From Omeleto.
A teenager is torn between her parents.
TSEHAI is used with permission from David Ramos and Sarah Shuman. Learn more at https://instagram.com/tsehai.theshort.
In the mid-2000s in Southern California, Tsehai is a biracial teenager living with her parents at home. But home is not a peaceful place for Tsehai. Her Ethiopian mother and white American father are often at odds with one another, and Tsehai often tries to keep the peace between them.
Their relationship reflects the internal pressure Tsehai feels to choose a side, torn between her Western culture and her Ethiopian roots. As some major family events loom on the horizon, Tsehai must reconcile the two halves of her heritage and identity.
Directed by David Ramos and Sarah Shuman and written by Shuman, this poignant short drama explores identity, belonging and the intricate dynamics of multicultural families through one teenage girl’s coming-of-age narrative. Rendered in compelling, emotionally intimate storytelling and gently sun-soaked visuals that relay both Tsehai’s warm emotional nature and her Californian milieu, Tsehai’s arc reflects the challenges many biracial people face in reconciling differing cultural norms and expectations within their family dynamics, especially as they take on the emotional labor of mediating their parents’ conflicts.
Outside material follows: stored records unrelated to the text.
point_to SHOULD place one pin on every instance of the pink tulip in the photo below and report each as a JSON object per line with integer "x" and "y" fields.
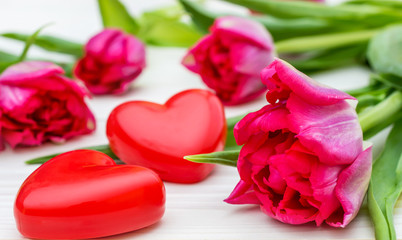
{"x": 39, "y": 104}
{"x": 303, "y": 158}
{"x": 230, "y": 59}
{"x": 112, "y": 61}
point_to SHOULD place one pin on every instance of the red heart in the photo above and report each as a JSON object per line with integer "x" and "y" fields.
{"x": 158, "y": 136}
{"x": 84, "y": 194}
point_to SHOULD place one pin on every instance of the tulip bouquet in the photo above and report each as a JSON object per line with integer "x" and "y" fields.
{"x": 301, "y": 157}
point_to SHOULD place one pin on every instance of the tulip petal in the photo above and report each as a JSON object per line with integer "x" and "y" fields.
{"x": 351, "y": 189}
{"x": 332, "y": 132}
{"x": 13, "y": 97}
{"x": 242, "y": 194}
{"x": 300, "y": 84}
{"x": 268, "y": 119}
{"x": 23, "y": 73}
{"x": 237, "y": 28}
The writing has the gift of feeling specific to Tsehai but also relatable. Like many children from high-conflict homes, she feels torn between her parents as they fight and clash, and she tries to maintain a loving bond with both, even as the bond between mother and father frays. But there’s also intimate attention in the more specific everyday rituals of life, like when Tsehai and her mother dress her hair. But Tsehai also has to navigate other loaded family situations, such as a family dinner with her father’s side of the family. As the adults argue over politics, we can all relate to how she sinks into her meal, pretending that nothing is happening, even as the grown-ups steadfastly ignore that their abstract political discussion becomes personal for Tsehai.
As Tsehai, actor Maryna Bennett relays her essential desire to simply enjoy her life and love her family without the tension and rancor. She portrays her character’s general good nature, but also how the conflict and agendas around her force her to hold her emotions in. It takes a toll on her. But as Tsehai finds solace later with her mother’s Ethiopian family and its traditions of togetherness and family — and manages to pull every loved one into her orbit — she finds a gentle moment of peace, joy and belonging she’s been seeking all along.
Those final moments of simple familial joy leave viewers of TSEHAI with a gentle wash of poignant contentment and insight. Perhaps her parents may not immediately solve the deeper-seated problems in the family, Tsehai can bring together the disparate parts of herself into a sturdy sense of wholeness — one that stays stalwart, no matter how the adults in her life may go.